MRを使って斬新な観光体験│木暮祐一のぶらり携帯散歩道

京都最古の禅寺として知られる建仁寺、1202年に将軍源頼家が寺域を寄進し栄西禅師を開山として宋国百丈山を模して建立したと伝えられています。この800年以上の長い歴史を刻む建仁寺ですが、ここに来る観光客の目的は、誰しもが教科書でみたことのある国宝「風神雷神図屏風」を見学するためでしょう。江戸時代初期の画家・俵屋宗達が描いた神々しい金の屏風に、風神と雷神が力強くポーズを決めている有名な金屏風です。

国宝とはいえ、あまり芸術的センスのない私が見たら、「ふーん、なるほど」で終わってしまうかもしれません。左側に雷神、右側に風神が配置されて、中央は何やら“間”があるのですが、きっと深くも考えないことでしょう。しかし、こうした芸術作品には様々な背景や世界観があって誕生しているに違いありません。それらを現実にあるこの屏風にかぶせて、MR(Mixed Reality=複合現実)コンテンツとして楽しめるトライアルが行われました。マイクロソフトのMRデバイス「Microsoft HoloLens」を使い、実際の風神雷神図屏風(複製)を前にしてHoloLensにコンテンツを重ねて投影し、風神雷神図屏風の世界観を表現した約10分間のMRコンテンツを視聴できるというものです。

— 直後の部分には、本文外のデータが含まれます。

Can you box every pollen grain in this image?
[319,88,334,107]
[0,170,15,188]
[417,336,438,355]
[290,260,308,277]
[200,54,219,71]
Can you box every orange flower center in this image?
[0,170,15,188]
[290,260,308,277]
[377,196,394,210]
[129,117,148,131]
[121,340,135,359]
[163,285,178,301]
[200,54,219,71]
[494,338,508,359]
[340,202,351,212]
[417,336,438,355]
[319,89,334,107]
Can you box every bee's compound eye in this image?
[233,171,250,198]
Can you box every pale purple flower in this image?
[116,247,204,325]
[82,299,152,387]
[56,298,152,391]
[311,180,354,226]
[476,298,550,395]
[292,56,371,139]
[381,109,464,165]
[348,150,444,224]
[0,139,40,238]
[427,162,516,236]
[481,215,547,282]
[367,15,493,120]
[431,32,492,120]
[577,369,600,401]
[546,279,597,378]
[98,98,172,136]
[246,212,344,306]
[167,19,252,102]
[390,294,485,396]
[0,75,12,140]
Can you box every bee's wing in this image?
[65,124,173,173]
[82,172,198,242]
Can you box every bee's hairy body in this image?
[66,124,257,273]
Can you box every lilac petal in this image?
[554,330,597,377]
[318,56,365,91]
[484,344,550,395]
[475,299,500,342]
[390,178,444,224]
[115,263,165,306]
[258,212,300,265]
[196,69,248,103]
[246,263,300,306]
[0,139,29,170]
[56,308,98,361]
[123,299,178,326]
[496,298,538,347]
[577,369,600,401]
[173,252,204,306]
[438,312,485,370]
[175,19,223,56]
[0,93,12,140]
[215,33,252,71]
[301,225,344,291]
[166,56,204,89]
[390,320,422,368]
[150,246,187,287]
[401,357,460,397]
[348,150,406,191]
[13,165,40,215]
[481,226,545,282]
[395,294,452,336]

日本マイクロソフトと同社の「Microsoft Mixed Realityパートナープログラム」に参加する博報堂が「京都Mixed Realityプロジェクト」として取り組み2017年7月に発表、2018年2月には建仁寺、および京都国立博物館でこの一般に公開しました。文化財の新たな鑑賞スタイルや文化教育、観光モデルの実現を目指したもので、歴史的な文化財とMRを組み合わせているケースは世界初となるそうです。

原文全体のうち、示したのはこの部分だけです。